EIA predicts ethanol pricing base to shift
By Holly Jessen | January 17, 2011

As gasoline prices continue to increase, the U.S. DOE’s Energy Information Administration predicts that consumers’ evaluation of E85 prices will shift from a volumetric basis to an energy-equivalent basis when comparing ethanol to gas. The EIA released its Annual Energy Outlook 2011 on Dec. 16, which contains its base energy forecasts for the next year. The full report, which will contain multiple scenarios based on differing assumptions such as high or low prices for oil, will be released in the spring, says Peter Gross, EIA analyst.

The shift in thinking will happen as E85 becomes more prevalent in the marketplace and consumers gain awareness about the fuel, Gross tells EPM. He envisions a day when consumers don’t pay as much attention to price per gallon of fuel, rather judging E85 by how many miles traveled for the price.

Gasoline prices are forecast to increase from $2.35 per gallon in 2009 to $3.69 by 2035. The number is lower than what was forecast by the EIA last year. By 2022, the retail price of gas is predicted to be $3.43 per gallon, compared to $2.68 for E85. Because gas has a higher energy content, the prices are actually comparable per mile traveled, the report said.

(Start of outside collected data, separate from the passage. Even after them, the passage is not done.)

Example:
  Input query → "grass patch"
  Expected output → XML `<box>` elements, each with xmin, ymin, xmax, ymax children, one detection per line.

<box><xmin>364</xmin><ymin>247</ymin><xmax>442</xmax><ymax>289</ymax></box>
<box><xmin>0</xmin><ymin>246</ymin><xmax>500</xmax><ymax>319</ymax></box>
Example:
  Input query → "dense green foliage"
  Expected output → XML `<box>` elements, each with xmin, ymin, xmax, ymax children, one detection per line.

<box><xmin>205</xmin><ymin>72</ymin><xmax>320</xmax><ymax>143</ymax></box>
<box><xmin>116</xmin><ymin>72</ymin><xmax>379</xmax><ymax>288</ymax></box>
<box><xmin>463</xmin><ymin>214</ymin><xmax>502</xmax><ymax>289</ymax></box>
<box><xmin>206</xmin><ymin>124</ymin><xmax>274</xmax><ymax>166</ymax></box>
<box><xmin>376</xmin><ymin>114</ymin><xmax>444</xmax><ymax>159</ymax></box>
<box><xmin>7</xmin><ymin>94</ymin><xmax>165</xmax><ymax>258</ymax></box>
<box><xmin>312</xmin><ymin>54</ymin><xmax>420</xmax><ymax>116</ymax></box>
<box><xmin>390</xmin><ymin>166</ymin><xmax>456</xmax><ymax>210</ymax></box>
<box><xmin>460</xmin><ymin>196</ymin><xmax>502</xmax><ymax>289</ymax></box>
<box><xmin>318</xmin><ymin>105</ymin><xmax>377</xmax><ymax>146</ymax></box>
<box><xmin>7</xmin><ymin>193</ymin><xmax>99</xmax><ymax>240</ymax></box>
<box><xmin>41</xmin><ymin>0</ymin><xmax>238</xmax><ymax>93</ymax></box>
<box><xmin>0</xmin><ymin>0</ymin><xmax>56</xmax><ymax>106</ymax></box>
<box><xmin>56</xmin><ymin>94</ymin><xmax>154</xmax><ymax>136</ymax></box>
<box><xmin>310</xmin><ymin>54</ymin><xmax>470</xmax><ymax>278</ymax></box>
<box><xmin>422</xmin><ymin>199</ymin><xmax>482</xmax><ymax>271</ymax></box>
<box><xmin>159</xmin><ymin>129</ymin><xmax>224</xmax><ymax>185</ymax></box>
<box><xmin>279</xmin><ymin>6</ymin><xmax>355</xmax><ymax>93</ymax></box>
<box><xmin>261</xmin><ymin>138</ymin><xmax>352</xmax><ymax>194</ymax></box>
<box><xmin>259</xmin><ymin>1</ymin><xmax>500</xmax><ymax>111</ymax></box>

The EIA’s projections for cellulosic biofuel are different than what was projected last year, with forecasts for some biofuels up, such as cellulosic ethanol, and others down, Gross says. Although it’s difficult to know for certain, the EIA projects that there won’t be enough cellulosic biofuels to meet the renewable fuel standard targets by 2022. The report forecasts the 2022 target of 36 billion gallons will be modified to 25.7 billion gallons.

U.S. consumption of liquid fuels, both fossil and biofuels, is projected to increase from 18.8 million barrels per day in 2009 to 22 million barrels per day in 2035. As always, the transportation sector sucks up the lion’s share of liquid fuels, at 72 percent of total consumption in 2009 with a slight increase to 74 percent in 2035.

The forecast also calls for imports to meet a major but declining share of total U.S. energy demand. In 2005, U.S. dependence on imported liquid fuels reached 60 percent and by 2009 it had decreased to 52 percent. That percentage, which is measured as a share of total liquid fuel use, is expected to continue declining to 42 percent in 2035, the report says. This decrease is due to increased use of renewable fuels produced domestically, the adoption of efficiency standards, which reduces demand, and rising energy prices. “Rising fuel prices also spur domestic energy production across all fuels, which moderates growth in energy imports,” the report says. Production of U.S. crude oil was at 5.4 million barrels per day in 2009 and is projected to increase to 6.1 million barrels per day by 2019. It will decline slightly, however, from that level to 5.7 million barrels per day in 2035. “Production increases come from onshore enhanced oil recovery projects and shale oil plays,” the report says.